Wednesday, July 5, 2023

Following through

 “I don't think I'd like younger me very much.” These are words I've heard more than once in the last week from one of my children when I've recalled an interaction with them from years and years ago. But everyone changes.

When I look back on when my Littles were littler I have nothing but love for them. They were clever. They were feisty. They were playful. They also saw things from a very specific perspective. White was absolutely white, black was absolutely black. Except when they were trying to talk their way out of doing something, then it was amazing how the perception or reality could bend to suit their desires.

They were completely and wholly loved as they were then. They are completely and wholly loved as they are now.
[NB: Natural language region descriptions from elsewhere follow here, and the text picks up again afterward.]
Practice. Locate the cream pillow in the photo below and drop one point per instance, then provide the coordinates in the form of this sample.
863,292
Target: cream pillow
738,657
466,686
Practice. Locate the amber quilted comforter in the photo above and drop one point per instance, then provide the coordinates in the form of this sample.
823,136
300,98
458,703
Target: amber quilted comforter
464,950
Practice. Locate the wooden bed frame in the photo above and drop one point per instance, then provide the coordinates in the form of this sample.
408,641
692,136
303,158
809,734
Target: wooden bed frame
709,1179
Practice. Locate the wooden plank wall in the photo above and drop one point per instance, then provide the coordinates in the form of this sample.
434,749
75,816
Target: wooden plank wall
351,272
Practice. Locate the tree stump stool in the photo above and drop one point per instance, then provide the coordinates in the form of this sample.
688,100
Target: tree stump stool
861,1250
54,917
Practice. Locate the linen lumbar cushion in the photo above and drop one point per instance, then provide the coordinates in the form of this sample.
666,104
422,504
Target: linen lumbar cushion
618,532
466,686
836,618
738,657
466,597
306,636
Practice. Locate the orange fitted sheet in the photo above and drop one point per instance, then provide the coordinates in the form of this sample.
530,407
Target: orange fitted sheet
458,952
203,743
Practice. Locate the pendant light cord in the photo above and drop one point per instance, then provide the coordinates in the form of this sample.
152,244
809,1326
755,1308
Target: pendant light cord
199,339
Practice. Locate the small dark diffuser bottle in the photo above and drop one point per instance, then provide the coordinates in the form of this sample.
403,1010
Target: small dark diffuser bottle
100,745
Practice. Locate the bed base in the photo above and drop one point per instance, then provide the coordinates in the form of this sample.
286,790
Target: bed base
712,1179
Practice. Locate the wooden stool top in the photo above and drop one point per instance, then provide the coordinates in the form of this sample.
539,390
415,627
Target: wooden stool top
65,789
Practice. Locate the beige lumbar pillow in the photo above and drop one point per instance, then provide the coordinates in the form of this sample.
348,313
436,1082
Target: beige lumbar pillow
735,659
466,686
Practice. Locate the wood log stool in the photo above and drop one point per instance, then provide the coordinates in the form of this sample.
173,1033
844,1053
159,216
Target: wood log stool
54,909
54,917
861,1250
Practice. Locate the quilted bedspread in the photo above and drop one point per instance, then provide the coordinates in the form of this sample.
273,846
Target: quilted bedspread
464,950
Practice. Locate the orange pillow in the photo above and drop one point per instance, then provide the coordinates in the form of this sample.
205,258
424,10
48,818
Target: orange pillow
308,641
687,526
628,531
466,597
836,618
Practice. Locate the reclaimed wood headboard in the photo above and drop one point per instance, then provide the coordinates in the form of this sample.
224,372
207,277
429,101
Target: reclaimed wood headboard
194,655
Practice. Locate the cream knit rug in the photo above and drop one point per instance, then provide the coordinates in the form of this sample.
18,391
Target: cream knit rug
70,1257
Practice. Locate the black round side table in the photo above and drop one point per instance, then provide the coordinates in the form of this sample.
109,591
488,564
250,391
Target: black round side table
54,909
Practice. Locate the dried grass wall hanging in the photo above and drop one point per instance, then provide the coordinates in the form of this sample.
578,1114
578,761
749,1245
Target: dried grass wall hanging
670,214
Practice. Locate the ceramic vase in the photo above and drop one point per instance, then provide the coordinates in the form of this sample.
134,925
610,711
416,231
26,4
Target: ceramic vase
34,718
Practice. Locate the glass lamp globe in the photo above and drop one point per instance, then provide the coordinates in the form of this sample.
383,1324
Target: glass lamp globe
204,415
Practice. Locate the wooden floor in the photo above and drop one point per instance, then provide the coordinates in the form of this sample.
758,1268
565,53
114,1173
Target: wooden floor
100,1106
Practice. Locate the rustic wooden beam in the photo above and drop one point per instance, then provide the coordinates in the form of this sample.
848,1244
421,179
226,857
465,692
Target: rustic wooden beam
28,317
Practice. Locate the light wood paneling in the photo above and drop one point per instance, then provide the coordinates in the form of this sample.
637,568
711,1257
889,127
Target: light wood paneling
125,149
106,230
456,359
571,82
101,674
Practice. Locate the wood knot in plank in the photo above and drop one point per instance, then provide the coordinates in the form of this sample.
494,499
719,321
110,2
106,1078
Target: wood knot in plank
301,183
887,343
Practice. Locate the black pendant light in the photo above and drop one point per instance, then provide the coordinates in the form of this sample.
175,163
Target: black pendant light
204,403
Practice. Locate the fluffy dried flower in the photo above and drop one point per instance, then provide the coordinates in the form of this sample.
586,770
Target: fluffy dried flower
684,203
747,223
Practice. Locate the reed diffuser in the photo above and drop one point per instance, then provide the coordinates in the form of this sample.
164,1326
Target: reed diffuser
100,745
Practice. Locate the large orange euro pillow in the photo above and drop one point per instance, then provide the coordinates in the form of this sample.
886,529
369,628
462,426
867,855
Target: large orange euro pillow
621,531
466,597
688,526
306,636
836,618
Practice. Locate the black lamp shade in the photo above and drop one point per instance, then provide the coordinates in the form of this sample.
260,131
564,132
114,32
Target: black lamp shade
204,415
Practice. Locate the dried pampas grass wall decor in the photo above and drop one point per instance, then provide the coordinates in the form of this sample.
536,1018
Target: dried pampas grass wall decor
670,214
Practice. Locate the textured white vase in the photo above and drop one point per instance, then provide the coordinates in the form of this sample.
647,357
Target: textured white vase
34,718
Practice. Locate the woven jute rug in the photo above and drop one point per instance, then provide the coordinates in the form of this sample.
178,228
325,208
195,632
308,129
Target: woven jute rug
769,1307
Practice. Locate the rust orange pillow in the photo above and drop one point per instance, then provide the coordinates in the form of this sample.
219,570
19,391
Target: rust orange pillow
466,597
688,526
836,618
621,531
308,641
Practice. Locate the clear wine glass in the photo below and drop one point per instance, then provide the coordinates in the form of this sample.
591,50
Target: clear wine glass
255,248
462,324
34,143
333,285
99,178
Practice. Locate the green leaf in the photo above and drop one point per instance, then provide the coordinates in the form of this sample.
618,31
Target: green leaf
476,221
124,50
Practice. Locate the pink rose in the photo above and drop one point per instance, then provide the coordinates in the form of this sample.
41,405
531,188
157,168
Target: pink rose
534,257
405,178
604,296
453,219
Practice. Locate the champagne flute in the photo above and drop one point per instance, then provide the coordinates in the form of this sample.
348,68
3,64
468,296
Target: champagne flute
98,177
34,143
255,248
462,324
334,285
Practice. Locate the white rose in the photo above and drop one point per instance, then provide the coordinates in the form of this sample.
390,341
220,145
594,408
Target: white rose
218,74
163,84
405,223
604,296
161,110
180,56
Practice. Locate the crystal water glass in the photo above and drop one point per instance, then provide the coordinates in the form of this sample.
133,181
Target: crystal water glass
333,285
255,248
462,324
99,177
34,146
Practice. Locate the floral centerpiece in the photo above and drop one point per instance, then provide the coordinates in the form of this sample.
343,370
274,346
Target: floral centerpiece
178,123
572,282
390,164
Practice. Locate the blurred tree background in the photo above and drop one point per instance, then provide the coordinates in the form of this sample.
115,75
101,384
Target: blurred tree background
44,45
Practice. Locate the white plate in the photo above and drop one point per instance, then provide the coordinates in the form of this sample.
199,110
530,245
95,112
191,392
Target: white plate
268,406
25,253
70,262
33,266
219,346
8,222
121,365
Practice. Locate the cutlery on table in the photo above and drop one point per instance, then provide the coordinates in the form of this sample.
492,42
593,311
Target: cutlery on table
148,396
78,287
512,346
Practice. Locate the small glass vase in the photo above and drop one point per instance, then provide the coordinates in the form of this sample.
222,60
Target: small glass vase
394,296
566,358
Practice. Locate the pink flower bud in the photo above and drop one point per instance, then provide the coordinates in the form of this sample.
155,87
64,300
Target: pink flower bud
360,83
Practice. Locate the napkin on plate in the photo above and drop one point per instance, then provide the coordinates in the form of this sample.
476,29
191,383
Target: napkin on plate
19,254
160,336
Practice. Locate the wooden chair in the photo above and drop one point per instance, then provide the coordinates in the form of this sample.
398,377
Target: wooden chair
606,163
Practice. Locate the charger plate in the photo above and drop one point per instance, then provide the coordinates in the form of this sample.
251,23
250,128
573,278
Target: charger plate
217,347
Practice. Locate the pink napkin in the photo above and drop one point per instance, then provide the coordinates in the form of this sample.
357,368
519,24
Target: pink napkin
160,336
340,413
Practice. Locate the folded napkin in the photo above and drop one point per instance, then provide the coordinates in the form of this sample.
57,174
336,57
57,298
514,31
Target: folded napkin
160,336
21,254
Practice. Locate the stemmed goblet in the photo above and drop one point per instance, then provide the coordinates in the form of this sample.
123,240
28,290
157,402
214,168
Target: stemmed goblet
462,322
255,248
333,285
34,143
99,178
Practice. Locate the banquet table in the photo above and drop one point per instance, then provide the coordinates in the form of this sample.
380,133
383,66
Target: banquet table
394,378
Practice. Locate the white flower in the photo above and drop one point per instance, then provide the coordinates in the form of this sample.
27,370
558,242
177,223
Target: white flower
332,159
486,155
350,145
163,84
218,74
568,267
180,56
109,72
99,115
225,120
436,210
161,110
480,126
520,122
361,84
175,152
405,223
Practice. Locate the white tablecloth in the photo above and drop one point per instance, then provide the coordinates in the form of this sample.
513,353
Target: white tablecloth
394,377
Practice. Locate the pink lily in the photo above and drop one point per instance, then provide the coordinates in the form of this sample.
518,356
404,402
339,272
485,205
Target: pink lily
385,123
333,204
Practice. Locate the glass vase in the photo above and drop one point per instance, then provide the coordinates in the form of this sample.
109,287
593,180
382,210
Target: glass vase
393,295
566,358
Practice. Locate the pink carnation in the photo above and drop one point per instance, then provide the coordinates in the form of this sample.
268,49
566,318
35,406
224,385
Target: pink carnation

And in every moment in the in-between.

As I was in the midst of some intense parenting with one of the teens in the house recently, I had a flashback to when they were about 5 or 6. They had done or hadn't done something, and there were consequences for that. I don't recall what the details were anymore, I don't think they really matter at this stage. The memory was of a little angry voice telling me that I didn't have to follow through with the consequence, I wanted to. There was no one making me follow through except myself. And they were right, I was the one choosing to follow through.

But at the same time I didn't feel I had a choice. If I didn't hold myself to what I said I'd do, the child would learn that it didn't matter if they listened or not; there were no hard consequences to their choices. And frankly, I love my child too much to let them live consequence-free. Life doesn't work that way; there are always consequences – both good and bad- and they wouldn't grow into the best adult they could be unless they learned that lesson.

Always follow through. There will be times it feels like too much struggle, and there will be times when a check-in is needed; are you overreacting or is this really a battle to fight to the death; but more often than not, what the child needs the most is knowing where that boundary is and that someone loves them enough to hold that line firmly because firm boundaries feel safe and secure.

So yes, no one was making me follow through with consequence of the child's actions. There was no one for me to answer to if I let it slide. Except myself, my spouse, and the future version of that child; the one that knows that actions have reactions, the one that knows we love them enough to give form expectations with consequences, the one that is aware that their actions affect people around them. The amazing adult child they are growing into will be thankful we love them so much.